For simple, uniform use of such externally curated vocabularies, it
should be possible to have some sort of endorsement process and then
distribute the vocabularies in a form compliant with this specification.
This will entail IVOA-specific concept URIs, and we must be able to
express that these resources have the same meaning as the ones
externally maintained.
\subsection{Non-Requirement}
This specification is not called ``Semantics in the VO'' or the like
because we do \emph{not} intend to prescribe ways to turn any VO
artefact into RDF triples\footnote{i.e., basic statements of the form
(subject, predicate, object) within the
RDF; see page 8 of \citet{local:normanspaper} for a less terse
definition.}.
Indeed, for many existing vocabularies, it
is left open what exactly the domain or range of properties might be or
what subject and predicate the classes or concepts should be used with.
This is partly because this would substantially complicate the
generation of vocabularies, which would quickly turn into proper
ontologies. Another consideration is that the information encoded by
triples generated in this way has traditionally been expressed
using techniques developed
by the Data Models working group in the VO.
In particular with a view to later use in linked data scenarios,
vocabulary authors should neverthess take care that, given appropriate
properties or annotation tools, the vocabularies \emph{could} be used in
meaningful RDF triples.
Conversely, this specification is written with future ``deeper''
semantics in the VO in mind; tools restricting their operations to the ones
discussed here should not break when future specifications enrich
existing vocabularies towards full ontologies.
\section{Using IVOA Vocabularies without RDF Tooling}
\label{sect:withoutrdf}
RDF is a
powerful system for expressing a wide range of semantics and enriching
various documents with semantic information in a globally distributed
fashion.
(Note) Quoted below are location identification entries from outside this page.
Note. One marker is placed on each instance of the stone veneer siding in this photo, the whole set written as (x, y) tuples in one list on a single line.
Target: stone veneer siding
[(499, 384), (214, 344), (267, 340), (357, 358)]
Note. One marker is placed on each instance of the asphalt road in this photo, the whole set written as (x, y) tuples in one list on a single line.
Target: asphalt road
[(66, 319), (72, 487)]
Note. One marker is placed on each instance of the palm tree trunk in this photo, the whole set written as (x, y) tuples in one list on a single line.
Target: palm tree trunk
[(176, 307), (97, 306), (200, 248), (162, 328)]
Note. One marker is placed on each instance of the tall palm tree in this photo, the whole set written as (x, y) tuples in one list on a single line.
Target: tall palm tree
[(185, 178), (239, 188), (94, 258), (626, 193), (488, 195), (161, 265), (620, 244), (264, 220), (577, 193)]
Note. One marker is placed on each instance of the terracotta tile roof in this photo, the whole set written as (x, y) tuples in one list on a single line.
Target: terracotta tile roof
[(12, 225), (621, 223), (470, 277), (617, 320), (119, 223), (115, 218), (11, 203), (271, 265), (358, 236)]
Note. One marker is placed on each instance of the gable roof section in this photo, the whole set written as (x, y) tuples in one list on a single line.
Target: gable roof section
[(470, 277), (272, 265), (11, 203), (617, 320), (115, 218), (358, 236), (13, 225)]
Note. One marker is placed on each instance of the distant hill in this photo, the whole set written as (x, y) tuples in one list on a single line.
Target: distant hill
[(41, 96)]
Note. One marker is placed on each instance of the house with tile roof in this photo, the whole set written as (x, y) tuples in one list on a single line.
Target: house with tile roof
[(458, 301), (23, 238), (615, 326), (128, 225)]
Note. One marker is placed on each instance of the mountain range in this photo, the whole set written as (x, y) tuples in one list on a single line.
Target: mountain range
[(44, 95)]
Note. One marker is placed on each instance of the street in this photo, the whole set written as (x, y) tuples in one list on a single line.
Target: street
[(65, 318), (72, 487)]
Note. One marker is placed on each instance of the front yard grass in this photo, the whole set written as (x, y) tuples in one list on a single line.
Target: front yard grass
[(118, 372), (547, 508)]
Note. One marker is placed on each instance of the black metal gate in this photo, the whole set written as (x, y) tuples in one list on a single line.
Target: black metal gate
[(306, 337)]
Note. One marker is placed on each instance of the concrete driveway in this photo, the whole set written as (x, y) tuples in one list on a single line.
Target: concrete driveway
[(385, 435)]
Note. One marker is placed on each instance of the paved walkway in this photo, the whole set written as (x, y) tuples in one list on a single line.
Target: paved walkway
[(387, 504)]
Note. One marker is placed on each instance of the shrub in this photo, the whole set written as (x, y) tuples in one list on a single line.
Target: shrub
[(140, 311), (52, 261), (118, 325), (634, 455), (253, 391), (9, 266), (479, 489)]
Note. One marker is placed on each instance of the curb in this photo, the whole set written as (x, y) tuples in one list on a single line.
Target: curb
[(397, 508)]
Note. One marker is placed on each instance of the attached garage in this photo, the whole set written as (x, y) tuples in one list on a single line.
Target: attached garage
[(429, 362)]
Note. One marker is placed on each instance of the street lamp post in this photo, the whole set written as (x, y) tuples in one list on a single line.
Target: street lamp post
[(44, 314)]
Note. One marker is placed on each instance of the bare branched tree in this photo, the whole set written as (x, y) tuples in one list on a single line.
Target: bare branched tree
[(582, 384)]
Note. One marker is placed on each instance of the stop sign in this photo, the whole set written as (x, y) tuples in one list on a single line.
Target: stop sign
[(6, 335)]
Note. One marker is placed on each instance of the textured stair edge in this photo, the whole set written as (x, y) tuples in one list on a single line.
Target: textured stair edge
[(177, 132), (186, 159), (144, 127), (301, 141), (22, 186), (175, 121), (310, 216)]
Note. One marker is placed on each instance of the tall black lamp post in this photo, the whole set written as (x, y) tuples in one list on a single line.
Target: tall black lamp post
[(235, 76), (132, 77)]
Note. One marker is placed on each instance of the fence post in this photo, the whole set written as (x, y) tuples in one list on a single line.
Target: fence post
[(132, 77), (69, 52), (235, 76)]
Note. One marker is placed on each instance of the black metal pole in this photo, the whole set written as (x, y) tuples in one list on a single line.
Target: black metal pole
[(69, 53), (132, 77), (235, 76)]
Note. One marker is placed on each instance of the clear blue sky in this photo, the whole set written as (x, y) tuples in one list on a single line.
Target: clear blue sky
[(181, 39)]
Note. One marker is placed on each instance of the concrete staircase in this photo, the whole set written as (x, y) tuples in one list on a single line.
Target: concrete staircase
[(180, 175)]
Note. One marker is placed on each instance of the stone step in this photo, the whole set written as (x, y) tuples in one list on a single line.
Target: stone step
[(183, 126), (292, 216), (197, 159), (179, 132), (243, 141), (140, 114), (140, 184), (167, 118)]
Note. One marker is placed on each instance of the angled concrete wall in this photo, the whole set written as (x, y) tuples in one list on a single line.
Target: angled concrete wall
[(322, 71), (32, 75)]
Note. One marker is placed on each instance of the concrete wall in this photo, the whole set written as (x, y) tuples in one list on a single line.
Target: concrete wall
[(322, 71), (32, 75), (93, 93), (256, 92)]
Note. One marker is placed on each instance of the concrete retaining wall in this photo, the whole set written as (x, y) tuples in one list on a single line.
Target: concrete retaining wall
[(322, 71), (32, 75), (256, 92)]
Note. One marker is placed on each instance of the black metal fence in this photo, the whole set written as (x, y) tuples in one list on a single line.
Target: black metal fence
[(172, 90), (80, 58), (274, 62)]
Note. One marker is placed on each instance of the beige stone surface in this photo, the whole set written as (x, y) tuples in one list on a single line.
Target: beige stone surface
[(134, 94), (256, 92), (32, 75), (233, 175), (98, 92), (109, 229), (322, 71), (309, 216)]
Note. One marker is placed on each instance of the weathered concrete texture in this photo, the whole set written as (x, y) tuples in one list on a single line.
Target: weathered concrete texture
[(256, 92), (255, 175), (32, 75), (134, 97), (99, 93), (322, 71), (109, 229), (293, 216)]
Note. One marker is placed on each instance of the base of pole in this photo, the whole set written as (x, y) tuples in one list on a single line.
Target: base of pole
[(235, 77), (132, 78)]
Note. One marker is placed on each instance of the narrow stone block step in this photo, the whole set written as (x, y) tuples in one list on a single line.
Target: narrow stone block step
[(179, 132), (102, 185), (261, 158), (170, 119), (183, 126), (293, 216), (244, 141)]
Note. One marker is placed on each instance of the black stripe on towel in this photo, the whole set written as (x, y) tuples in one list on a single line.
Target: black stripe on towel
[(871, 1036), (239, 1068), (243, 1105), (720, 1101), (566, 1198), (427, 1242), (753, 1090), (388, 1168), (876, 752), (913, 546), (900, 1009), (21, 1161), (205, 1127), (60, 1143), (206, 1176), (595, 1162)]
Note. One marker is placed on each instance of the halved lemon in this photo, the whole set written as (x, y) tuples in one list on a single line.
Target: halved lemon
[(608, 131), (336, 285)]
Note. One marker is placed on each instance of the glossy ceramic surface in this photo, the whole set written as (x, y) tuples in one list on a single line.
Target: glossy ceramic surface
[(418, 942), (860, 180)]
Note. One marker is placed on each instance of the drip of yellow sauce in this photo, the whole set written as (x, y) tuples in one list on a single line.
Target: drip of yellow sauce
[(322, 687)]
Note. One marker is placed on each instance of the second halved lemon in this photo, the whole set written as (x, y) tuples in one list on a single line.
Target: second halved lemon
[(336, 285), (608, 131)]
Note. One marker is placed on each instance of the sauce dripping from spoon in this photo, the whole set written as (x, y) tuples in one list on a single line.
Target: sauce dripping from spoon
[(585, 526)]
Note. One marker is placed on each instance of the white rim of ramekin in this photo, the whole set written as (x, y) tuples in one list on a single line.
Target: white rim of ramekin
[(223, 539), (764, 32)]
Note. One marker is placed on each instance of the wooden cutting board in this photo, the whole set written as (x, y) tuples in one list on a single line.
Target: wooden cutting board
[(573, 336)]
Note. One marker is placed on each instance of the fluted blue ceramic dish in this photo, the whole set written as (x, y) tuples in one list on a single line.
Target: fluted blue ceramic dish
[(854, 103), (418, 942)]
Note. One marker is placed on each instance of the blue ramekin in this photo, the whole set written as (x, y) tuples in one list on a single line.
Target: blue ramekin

Due to its generality, handling its artefacts is relatively
involved and in general requires special tooling, non-negligible
investment in understanding RDF, and non-trivial management of URIs and
prefix mappings.
To lower the bar for an adoption of IVOA vocabularies
[requirement~\ref{req:nordf}], they are given in
two formats usable without RDF tooling or, indeed, deeper knowledge of
RDF. This section discusses these.
\subsection{Choosing Terms From IVOA Vocabularies (non-normative)}
Resource annotators can usually treat IVOA Vocabularies as simple lists
of (case-sensitive) strings with human-readable labels and definitions.
These lists can be inspected with a simple web browser.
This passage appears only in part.